2. Manch einem wird das übliche Krippenspiel am Heiligen Abend fehlen, andere vermissen das festliche Hochamt mit dem Kirchenchor. Nicht alle können in diesem Jahr an einem Gottesdienst teilnehmen. Aber Weihnachten darf nicht vorbei gehen ohne den Blick auf das eigentliche Geheimnis dieses Festes. Darum meine zweite Empfehlung: Halten Sie mit Ihren Familienangehörigen selbst am Heiligen Abend vor der Bescherung eine kleine Hausandacht an der Krippe in Ihrer Wohnung. Unser Gesangbuch „Gotteslob“ hat dafür unter der Nr. 26 einen schönen Vorschlag, den man dafür nutzen kann.

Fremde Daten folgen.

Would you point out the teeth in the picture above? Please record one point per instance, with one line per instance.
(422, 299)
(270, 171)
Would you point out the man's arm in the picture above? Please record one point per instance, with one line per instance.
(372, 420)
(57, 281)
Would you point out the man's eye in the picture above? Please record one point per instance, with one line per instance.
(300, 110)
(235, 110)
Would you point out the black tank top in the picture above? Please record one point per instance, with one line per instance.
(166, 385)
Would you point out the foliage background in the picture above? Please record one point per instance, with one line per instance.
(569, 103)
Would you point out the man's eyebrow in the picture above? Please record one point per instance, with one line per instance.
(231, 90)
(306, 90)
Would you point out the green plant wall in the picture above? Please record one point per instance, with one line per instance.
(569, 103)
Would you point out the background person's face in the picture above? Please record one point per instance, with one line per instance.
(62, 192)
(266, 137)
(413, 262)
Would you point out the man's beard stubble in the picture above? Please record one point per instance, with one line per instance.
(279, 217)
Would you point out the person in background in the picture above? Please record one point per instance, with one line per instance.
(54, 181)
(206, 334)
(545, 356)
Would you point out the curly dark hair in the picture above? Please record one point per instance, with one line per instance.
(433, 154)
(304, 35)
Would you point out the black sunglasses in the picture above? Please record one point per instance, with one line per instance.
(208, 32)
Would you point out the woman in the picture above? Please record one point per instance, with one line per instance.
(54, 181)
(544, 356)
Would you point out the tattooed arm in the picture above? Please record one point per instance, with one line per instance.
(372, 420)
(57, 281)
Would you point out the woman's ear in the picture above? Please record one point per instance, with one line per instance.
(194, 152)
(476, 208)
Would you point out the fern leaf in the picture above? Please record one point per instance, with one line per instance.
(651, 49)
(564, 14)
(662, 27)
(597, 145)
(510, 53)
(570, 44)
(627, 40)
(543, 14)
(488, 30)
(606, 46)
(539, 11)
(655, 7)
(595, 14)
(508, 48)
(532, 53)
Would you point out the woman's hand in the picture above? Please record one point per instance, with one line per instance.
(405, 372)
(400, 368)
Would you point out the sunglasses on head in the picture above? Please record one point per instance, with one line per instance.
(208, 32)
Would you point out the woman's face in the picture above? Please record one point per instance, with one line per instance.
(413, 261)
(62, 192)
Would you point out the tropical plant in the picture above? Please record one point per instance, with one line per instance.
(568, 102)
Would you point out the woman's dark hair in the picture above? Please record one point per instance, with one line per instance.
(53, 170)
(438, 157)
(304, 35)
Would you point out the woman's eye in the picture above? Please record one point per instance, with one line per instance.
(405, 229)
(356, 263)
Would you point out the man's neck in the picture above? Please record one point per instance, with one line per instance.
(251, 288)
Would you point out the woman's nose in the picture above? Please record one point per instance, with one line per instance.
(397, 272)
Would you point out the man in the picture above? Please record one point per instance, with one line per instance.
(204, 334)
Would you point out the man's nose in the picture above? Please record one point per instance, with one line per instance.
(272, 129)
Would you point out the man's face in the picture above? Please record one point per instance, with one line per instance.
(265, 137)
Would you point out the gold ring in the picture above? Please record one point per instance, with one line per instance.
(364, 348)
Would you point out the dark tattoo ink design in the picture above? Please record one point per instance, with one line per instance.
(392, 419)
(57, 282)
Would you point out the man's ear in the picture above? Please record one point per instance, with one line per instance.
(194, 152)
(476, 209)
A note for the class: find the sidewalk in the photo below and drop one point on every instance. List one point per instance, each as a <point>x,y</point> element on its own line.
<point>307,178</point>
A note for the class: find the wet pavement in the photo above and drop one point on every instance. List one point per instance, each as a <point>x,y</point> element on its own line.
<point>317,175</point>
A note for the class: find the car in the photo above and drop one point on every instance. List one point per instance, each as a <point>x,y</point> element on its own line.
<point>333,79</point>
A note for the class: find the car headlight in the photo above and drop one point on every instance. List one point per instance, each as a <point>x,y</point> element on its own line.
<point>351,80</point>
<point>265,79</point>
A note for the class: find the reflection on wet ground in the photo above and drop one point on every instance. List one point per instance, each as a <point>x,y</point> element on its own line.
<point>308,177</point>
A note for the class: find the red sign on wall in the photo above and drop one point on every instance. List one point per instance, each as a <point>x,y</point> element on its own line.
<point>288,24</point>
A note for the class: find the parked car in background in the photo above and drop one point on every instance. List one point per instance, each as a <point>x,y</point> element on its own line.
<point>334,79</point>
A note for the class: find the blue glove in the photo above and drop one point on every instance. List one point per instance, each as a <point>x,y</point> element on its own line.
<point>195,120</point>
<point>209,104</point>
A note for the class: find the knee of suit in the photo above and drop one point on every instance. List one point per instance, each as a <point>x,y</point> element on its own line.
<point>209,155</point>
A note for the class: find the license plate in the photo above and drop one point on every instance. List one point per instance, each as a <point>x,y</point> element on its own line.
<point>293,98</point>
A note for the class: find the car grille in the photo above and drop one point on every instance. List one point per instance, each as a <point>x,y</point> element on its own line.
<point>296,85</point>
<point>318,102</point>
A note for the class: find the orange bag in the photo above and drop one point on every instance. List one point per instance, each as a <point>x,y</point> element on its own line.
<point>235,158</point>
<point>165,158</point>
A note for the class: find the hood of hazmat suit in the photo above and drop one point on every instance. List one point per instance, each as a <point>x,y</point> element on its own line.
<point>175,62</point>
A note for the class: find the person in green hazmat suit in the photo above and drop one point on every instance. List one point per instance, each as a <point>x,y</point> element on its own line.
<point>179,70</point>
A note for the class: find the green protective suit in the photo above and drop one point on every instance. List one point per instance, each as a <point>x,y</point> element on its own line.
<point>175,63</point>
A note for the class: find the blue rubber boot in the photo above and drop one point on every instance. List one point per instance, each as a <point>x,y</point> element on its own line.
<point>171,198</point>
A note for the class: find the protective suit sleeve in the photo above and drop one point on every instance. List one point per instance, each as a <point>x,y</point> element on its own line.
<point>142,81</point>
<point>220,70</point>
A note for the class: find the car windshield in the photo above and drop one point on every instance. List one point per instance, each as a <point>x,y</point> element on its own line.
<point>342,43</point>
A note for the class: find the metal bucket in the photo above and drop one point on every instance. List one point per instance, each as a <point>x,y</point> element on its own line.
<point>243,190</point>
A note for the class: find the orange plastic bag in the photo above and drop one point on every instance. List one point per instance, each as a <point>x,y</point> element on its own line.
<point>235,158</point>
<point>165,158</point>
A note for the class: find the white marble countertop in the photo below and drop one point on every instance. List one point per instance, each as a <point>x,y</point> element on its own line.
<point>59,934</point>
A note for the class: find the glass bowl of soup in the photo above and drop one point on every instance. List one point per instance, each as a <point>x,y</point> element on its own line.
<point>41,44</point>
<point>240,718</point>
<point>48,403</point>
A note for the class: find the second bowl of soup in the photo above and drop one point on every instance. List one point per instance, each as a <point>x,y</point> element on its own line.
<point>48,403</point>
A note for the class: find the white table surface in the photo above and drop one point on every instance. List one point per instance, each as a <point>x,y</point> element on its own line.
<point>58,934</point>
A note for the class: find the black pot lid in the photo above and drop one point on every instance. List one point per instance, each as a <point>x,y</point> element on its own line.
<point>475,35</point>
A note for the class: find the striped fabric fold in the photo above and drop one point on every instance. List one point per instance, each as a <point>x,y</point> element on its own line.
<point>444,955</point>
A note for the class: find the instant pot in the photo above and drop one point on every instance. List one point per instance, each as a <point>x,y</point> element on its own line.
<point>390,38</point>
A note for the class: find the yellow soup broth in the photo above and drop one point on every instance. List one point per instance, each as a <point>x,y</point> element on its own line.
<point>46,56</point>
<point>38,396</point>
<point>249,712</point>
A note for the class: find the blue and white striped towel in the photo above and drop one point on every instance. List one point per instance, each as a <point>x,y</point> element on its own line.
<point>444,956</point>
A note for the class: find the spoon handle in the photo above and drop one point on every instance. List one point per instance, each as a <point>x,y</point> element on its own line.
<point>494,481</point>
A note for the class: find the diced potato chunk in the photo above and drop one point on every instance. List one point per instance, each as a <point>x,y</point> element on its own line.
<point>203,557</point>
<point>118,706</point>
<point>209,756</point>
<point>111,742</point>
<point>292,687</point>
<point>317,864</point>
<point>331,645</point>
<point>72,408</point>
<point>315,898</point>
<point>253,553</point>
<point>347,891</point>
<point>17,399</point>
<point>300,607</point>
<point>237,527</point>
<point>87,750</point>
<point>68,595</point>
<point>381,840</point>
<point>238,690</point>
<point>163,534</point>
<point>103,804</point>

3. Meine dritte Empfehlung lautet: Ahmen Sie ein wenig das nach, was Gott tut: Er baut eine Brücke zu uns Menschen indem er selbst Mensch wird. Vergessen Sie darum an den Festtagen besonders ältere und kranke Menschen aus der Gemeinde nicht! Denken Sie an die Verwandten, die gern bei Ihnen wären aber wegen der Pandemie nicht eingeladen werden können oder die man nicht besuchen kann. Ein Telefonanruf – heute ja sogar schon mit Video möglich – baut eine solche Brücke von Mensch zu Mensch. Man kann sogar am Telefon zusammen beten oder singen – viele haben das schon probiert. Weihnachten lehrt uns, die Brücken zum Nächsten in dieser schwierigen Zeit zu festigen und nicht abreißen zu lassen. Wenn es in Ihrer Pfarrei ein Pflegeheim oder ein Krankenhaus gibt, kann es ein schönes Zeichen sein, dem Personal einen Weihnachtsgruß zu bringen als Dank für dessen aufopferungsvollen Dienst in dieser Zeit.

Liebe Schwestern und Brüder,
lassen Sie uns jetzt zuversichtlich auf Weihnachten zugehen. Auch in diesem Jahr können wir uns darüber freuen, dass wir an einen Gott glauben, der uns nicht im Stich lässt, sondern hinabgestiegen ist in unsere menschliche Armseligkeit. Ich bin sicher, dass er uns auch durch diese Krisenzeit führen wird. Darum lasst uns ein frohes Zeugnis für das Leben und für die Freude geben inmitten einer sterblichen Welt, die wir in der Pandemie jetzt existentiell erfahren.

Von solcher Zuversicht spricht eindrucksvoll das bekannte Gedicht des evangelischen Theologen und Märtyrers Dietrich Bonhoeffer:
Von guten Mächten wunderbar geborgen erwarten wir getrost, was kommen mag. Gott ist bei uns am Abend und am Morgen und ganz gewiss an jedem neuen Tag.

In dieser Zuversicht segne und begleite euch durch die kommenden Festtage hinüber in das neue Jahr der allmächtige Gott, der Vater + und der Sohn und der Heilige Geist. Amen.